Cette croissance intervient au cours d’une année tout sauf facile pour l’économie mondiale. Malgré les guerres commerciales, les tensions géopolitiques et la volatilité des marchés, le rapport souligne que la richesse financière mondiale a augmenté de 10,7 %, atteignant 333 000 milliards de dollars. Si l’on tient également compte des actifs immobiliers, la fortune nette mondiale frôle désormais les 550 000 milliards. Selon le rapport, la richesse transfrontalière mondiale a atteint 15 700 milliards de dollars (+8,4 %), les dix premiers centres financiers mondiaux ayant capté près de 90 % des nouveaux flux offshore.

Une nouvelle carte de la richesse mondiale

Le rapport fait apparaître une nouvelle géographie financière divisée en deux grands réseaux. D’un côté, le bloc asiatique, centré sur Hong Kong et Singapour, qui capte les capitaux provenant de Chine, d’Inde et d’Asie du Sud-Est. De l’autre, le système formé par la Suisse, les États-Unis et le Royaume-Uni, traditionnellement une référence pour les patrimoines européens, moyen-orientaux et latino-américains. Singapour continue également de se renforcer en tant que plateforme offshore de l’Asie grâce aux flux de « valeurs refuges » et à l’expansion de l’écosystème de la gestion de fortune.

Parmi les pôles connaissant la plus forte croissance figurent également les Émirats arabes unis, où la richesse transfrontalière a augmenté de 11,1 % en 2025. Sur le plan régional, c’est surtout l’Europe occidentale qui surprend, ayant enregistré la plus forte croissance parmi les principaux marchés : +15,3 %, soutenue par l’épargne des ménages et par des effets de change favorables.
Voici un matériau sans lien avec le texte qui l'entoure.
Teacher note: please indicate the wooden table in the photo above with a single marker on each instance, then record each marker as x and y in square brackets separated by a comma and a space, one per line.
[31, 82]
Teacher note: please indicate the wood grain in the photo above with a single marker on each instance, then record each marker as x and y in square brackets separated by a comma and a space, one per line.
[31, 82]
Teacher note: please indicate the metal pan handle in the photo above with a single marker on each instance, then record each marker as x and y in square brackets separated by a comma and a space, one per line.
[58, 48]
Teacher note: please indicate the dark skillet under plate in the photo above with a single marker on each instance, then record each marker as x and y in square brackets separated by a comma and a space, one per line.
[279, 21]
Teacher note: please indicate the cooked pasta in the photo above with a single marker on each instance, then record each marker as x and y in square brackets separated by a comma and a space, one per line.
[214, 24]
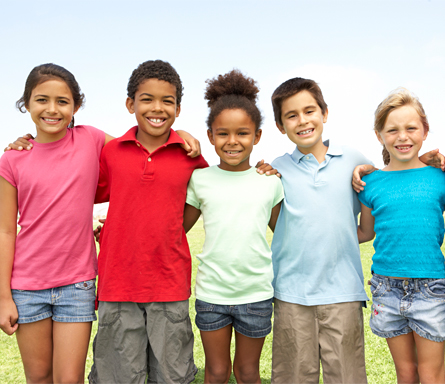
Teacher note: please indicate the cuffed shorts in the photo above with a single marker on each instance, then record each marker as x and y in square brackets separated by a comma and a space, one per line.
[251, 320]
[402, 306]
[72, 303]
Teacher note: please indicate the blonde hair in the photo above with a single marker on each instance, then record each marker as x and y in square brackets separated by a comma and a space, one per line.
[396, 99]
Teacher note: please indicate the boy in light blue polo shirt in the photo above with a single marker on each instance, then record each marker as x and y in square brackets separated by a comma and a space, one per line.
[318, 280]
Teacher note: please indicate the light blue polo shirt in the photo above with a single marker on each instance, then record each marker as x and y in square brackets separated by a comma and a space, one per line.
[316, 256]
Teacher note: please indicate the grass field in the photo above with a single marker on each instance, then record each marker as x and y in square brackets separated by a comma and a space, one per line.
[379, 365]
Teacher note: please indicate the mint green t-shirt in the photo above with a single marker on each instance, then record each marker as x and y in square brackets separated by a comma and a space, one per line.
[235, 264]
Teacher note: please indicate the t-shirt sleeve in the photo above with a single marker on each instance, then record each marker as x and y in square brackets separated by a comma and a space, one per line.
[103, 186]
[6, 170]
[279, 192]
[192, 198]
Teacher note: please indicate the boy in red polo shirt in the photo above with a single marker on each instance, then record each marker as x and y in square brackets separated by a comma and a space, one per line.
[144, 262]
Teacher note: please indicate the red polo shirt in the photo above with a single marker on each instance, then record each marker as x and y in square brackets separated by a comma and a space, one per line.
[144, 255]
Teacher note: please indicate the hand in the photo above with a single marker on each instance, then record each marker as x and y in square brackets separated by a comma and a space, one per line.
[96, 232]
[8, 316]
[20, 143]
[360, 171]
[434, 159]
[191, 145]
[266, 168]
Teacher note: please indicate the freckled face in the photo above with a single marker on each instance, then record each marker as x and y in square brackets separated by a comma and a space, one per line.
[234, 134]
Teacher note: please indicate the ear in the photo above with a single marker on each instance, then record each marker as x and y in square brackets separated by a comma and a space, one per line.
[281, 128]
[325, 116]
[130, 104]
[257, 136]
[379, 138]
[210, 136]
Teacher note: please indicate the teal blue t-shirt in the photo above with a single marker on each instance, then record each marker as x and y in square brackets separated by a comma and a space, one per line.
[408, 209]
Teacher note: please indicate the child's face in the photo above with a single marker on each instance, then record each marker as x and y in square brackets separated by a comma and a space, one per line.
[234, 134]
[303, 121]
[403, 135]
[155, 108]
[51, 106]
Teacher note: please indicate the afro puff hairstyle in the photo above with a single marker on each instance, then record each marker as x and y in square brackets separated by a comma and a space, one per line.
[155, 69]
[232, 91]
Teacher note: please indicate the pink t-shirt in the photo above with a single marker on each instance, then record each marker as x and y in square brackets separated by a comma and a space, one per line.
[56, 184]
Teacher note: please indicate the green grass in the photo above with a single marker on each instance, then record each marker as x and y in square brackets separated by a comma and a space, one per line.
[379, 365]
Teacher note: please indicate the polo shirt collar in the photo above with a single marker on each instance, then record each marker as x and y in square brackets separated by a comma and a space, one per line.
[333, 150]
[130, 135]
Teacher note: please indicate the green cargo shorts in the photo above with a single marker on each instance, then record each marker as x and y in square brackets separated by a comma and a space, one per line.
[134, 340]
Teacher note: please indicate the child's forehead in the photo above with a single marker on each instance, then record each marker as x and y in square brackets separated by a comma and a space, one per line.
[157, 87]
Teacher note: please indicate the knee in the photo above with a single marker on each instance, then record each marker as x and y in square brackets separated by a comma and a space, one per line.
[246, 373]
[218, 373]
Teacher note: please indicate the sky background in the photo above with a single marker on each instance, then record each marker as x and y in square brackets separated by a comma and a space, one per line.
[358, 51]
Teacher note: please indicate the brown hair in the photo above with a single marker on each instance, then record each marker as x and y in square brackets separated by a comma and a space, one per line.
[46, 72]
[396, 99]
[232, 91]
[292, 87]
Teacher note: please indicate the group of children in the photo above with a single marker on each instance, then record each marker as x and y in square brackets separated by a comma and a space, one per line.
[311, 278]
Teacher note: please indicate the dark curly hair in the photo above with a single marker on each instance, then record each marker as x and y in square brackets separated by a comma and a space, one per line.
[232, 91]
[155, 69]
[46, 72]
[292, 87]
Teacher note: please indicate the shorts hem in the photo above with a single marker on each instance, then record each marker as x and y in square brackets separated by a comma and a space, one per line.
[33, 319]
[77, 319]
[389, 335]
[253, 334]
[426, 335]
[214, 326]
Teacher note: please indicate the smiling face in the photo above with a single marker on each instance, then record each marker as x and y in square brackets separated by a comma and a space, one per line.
[155, 107]
[51, 106]
[234, 134]
[403, 135]
[303, 122]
La Chine continentale a vu sa richesse financière croître de 15 % en 2025 et, selon BCG, elle continuera d’augmenter à un rythme moyen de 9 % par an jusqu’en 2030. La croissance est en revanche plus lente en Amérique du Nord (+7,4 %), concentrée principalement dans les grands groupes technologiques.
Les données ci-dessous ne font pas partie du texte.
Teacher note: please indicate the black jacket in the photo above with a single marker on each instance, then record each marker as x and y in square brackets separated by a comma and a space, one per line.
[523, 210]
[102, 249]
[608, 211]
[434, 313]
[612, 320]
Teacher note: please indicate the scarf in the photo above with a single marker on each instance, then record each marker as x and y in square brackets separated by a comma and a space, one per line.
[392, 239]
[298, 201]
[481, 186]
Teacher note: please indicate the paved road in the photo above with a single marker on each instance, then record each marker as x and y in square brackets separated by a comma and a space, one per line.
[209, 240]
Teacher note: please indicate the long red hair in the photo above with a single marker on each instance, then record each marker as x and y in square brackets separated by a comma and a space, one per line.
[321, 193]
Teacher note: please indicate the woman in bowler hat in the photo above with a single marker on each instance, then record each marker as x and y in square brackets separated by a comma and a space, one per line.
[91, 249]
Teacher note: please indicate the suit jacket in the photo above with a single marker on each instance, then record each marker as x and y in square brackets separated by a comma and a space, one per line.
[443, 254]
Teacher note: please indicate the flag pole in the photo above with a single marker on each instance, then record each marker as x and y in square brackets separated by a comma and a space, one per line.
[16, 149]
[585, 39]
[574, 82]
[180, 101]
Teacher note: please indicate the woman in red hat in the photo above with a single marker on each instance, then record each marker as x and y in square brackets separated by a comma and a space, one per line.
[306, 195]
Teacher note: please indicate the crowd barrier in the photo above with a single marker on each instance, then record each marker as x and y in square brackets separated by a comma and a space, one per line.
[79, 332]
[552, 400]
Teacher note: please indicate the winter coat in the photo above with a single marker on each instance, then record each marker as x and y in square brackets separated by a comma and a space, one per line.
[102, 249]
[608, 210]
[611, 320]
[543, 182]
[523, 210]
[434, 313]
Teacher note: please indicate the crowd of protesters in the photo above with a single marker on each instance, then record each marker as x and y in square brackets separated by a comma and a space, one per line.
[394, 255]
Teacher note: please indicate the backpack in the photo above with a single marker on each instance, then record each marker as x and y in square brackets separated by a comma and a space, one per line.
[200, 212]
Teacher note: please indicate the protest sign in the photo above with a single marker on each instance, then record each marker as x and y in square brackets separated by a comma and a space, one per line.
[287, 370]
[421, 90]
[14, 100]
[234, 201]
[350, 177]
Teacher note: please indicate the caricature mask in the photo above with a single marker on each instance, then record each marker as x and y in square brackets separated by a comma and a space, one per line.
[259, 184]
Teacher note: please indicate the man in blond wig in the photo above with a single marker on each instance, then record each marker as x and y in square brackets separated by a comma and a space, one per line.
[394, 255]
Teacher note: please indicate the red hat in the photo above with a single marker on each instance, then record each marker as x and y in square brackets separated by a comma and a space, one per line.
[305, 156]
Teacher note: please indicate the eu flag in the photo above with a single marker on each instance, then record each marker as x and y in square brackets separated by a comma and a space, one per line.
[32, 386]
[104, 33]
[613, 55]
Inde, Brésil et Mexique : la prochaine usine à millionnaires

La prochaine vague de richesse proviendra toutefois des marchés émergents. L’Inde, le Brésil et le Mexique devraient ajouter près de 7 000 milliards de dollars de nouvelle richesse financière d’ici 2030. Selon le BCG, le segment « affluent and above » (les clients disposant d’un patrimoine supérieur à 250 000 dollars) connaîtra une croissance de 8 % par an, générant plus d’un million de nouveaux millionnaires d’ici la fin de la décennie.
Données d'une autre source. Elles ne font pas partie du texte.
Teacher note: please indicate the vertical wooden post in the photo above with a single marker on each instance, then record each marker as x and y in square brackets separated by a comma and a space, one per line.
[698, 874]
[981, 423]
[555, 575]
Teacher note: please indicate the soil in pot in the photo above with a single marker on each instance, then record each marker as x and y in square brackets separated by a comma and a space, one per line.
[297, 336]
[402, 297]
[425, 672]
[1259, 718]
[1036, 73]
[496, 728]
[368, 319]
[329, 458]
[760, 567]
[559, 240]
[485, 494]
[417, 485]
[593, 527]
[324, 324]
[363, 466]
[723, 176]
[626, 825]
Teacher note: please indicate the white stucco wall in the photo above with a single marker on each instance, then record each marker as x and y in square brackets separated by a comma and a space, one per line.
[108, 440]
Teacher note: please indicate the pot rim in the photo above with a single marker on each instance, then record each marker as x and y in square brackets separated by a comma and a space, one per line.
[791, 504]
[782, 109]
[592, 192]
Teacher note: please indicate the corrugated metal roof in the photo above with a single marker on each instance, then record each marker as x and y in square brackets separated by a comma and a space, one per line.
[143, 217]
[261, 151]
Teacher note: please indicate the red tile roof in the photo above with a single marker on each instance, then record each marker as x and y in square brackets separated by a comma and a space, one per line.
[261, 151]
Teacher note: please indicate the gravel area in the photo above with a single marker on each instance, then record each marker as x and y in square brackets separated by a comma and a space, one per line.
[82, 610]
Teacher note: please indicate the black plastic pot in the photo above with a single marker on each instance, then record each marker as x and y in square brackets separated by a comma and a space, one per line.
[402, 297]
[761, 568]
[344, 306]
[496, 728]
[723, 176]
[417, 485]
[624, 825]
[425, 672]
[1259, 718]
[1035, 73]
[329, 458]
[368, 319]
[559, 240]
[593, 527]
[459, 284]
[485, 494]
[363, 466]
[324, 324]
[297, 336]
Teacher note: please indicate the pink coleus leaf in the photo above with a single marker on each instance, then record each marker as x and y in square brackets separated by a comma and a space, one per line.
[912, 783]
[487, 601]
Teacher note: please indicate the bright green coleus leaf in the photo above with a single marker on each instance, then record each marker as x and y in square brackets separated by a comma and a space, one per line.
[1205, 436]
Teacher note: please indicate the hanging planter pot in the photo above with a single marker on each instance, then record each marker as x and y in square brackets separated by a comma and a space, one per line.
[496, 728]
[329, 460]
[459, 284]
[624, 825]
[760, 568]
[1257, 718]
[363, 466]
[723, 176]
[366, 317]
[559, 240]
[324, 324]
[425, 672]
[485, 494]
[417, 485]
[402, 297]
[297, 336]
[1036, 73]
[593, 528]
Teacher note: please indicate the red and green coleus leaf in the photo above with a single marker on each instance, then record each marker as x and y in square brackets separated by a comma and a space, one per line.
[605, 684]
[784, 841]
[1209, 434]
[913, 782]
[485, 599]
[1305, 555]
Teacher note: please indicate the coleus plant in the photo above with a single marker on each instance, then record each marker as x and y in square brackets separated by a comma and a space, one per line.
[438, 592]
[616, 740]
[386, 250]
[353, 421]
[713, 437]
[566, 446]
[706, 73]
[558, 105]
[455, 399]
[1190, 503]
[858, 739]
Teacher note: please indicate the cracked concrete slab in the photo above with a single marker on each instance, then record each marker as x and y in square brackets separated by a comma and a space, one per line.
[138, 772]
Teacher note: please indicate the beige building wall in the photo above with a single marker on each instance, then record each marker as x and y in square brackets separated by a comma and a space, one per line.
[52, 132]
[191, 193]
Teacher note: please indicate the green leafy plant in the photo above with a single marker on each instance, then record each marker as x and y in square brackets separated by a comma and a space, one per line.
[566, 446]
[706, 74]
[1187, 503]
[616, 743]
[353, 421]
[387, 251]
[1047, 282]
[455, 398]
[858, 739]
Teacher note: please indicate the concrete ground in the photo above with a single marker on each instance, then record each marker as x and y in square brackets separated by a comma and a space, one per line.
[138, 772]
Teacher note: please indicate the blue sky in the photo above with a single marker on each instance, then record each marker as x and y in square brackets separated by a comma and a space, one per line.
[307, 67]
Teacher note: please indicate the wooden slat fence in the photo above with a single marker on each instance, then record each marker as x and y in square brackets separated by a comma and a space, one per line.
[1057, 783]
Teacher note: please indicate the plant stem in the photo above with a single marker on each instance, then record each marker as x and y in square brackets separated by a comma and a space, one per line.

Un marché qui reste encore peu desservi. De nombreux grands opérateurs internationaux concentrent en effet leurs ressources sur les ultra-riches, freinés par les coûts de conformité et les règles de plus en plus strictes sur les capitaux transfrontaliers. Un espace qui pourrait favoriser l’expansion des banques locales et des gestionnaires de fortune indépendants.

Un autre thème central du rapport concerne le transfert générationnel de la richesse en Asie. Entre Singapour, la Malaisie et l’Indonésie, entre 40 % et 50 % des principales entreprises sont encore dirigées par leurs fondateurs, avec une moyenne d’âge des dirigeants supérieure à 70 ans. C’est pourquoi la succession n’est plus considérée uniquement comme un passage de pouvoir par héritage, mais comme un problème de gouvernance, de contrôle et de gestion de patrimoines de plus en plus mondiaux et complexes. « Les familles abordent la succession comme un défi structurel, et non comme un événement isolé », observe M. Kahlich.